Thursday, November 7, 2019

Restoration of power supply and bring-up of integrated 3803 equivalent control unit for Telex 8020 tape system

PURPOSE OF CONTROL UNIT

These tape drives are intended for use on an IBM mainframe type system, which uses input-output channels connected via a pair of cables called bus and tag. The IBM equivalent tape system was the 3420. A set of 3420 drives had a separate cabinet, the 3803 control unit, into which the bus and tag cables were connected.

The 3803 then had cables hooked to the 3420 tape drives which implemented a simple protocol, with lines to command specific mechanical actions and wires to transport 9 bits of data in and out. All the error checking, formatting and decoding was done in the 3803 control unit.

Telex designed the 8020 tape drives as a compatible alternative to the IBM 3420 system. To offer space savings as an additional inducement to customers, on top of a substantially lower price, Telex designed their control unit to fit inside the first tape drive of a string.

The Telex tape drives implement their own simple protocol, over ribbon cables, to command mechanical actions and read/write 9 bits of data. The control unit speaks this Telex protocol on the ribbon cables and uses the IBM channel protocol on the bus and tag connectors. It performs all the error checking, formatting and decoding too.

REMOVAL OF CONTROL UNIT

I began to move the big, heavy box out of my drive cabinet A to begin the restoration effort. It is more than a foot high, the width of the cabinet and spans from front to back. Coming out of the box are ribbon cables that run to the bus and tag connectors as well as to the various tape drives that would be controlled by this system.

Telex directly soldered them to the bus and tag connectors, thus removal of these would have to come from inside the control unit enclosure. I opened the top to get the lay of the land but the cable routing is quite dense.

I discovered that the entire card tray can slide out and then pivot up to give access to the backplane pins, thus there is no need to remove the box from the drive to do my debugging and restoration. I replaced the anchoring hardware and moved on to the first step of restoration - good power.
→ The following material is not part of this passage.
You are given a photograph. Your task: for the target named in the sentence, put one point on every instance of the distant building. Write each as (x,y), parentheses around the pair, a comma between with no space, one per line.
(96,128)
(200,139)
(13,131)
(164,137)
RESTORATION OF POWER SUPPLY

I can get access to the power supply from inside the front door of the tape drive, hopefully enough to do any repairs it might need. I first removed the front cover plate, but behind it was a solid heatsink wall so that went back in place. Next I removed the top plate and looked down at the innards including three large electrolytic capacitors.

Control Unit power supply electrolytics
I unscrewed one lead on each of them in order to test the capacitor's condition. I also pulled the connector from the power supply to the backplane in advance of applying first power assuming the capacitors check out okay.

I used my capacitance meter first and confirmed they were all at about 72,000 uf, appropriate for filtering the three supplies. Next I hooked up my ESR meter and confirmed that the equivalent series resistance of these is under 0.06 ohms. At the current of 1A that would only drop .06V when the circuit was fully pulling from the capacitor, much less for handling ripple. These are all good.
Capacitance meter used to verify electorolytics

Meter to measure equivalent series resistance (ESR) of capacitors
The power supply produces three voltages - +15V, -15V and +5V - thus the three filter capacitors we see. The control unit is built with TTL logic and op amps, thus determining the voltages required. Other components such as discrete transistors are designed to work within these voltage levels.

Another early check I applied was to test the jack from the controller logic for dead shorts across the three power supply rails, since I have already found two small filter capacitors on logic boards with dead shorts while restoring other portions of the system. All power rails exhibited the behavior of charging up the filter capacitors, quickly getting to acceptable resistance levels. As an arbitrary example, a 20 ohm total load for the 5V rail would demand 1.25 A from the supply.

Next up I wired up a plug for the controller. It uses an ordinary household style plug given its much lower consumption, so I needed to wire up a socket for that sized plug that would in turn have wires poked into the 240V socket. A bit sketchy but okay for testing purposes.
240V socket for controller (see sketchy wires pushed in bottom socket)
I plugged it in, pushed the on switch and watched for signs of life (or magic smoke escaping). Time to test the three voltages while plug J3 is unhooked from the logic drawer. I saw +5.0, +15.0 and -15.0, exactly what should be generated.

The next and probably final step at this time is to hook up J3 to everything else and turn it back on.
Since I don't have a powered-on tape drive nor legitimate channel cables hooked up, this won't be happy but I can at least watch the status LEDs for boot-up of the processor and indications that the two ends are unconnected.

The signs of successful startup of the controller are LEDs producing a repeating moving dot display on the processor board and two LEDs that indicate the channel adapter initialized properly.  That is exactly what I saw, suggesting that all is good. The processor runs self-diagnostics during power-up and didn't find anything wrong.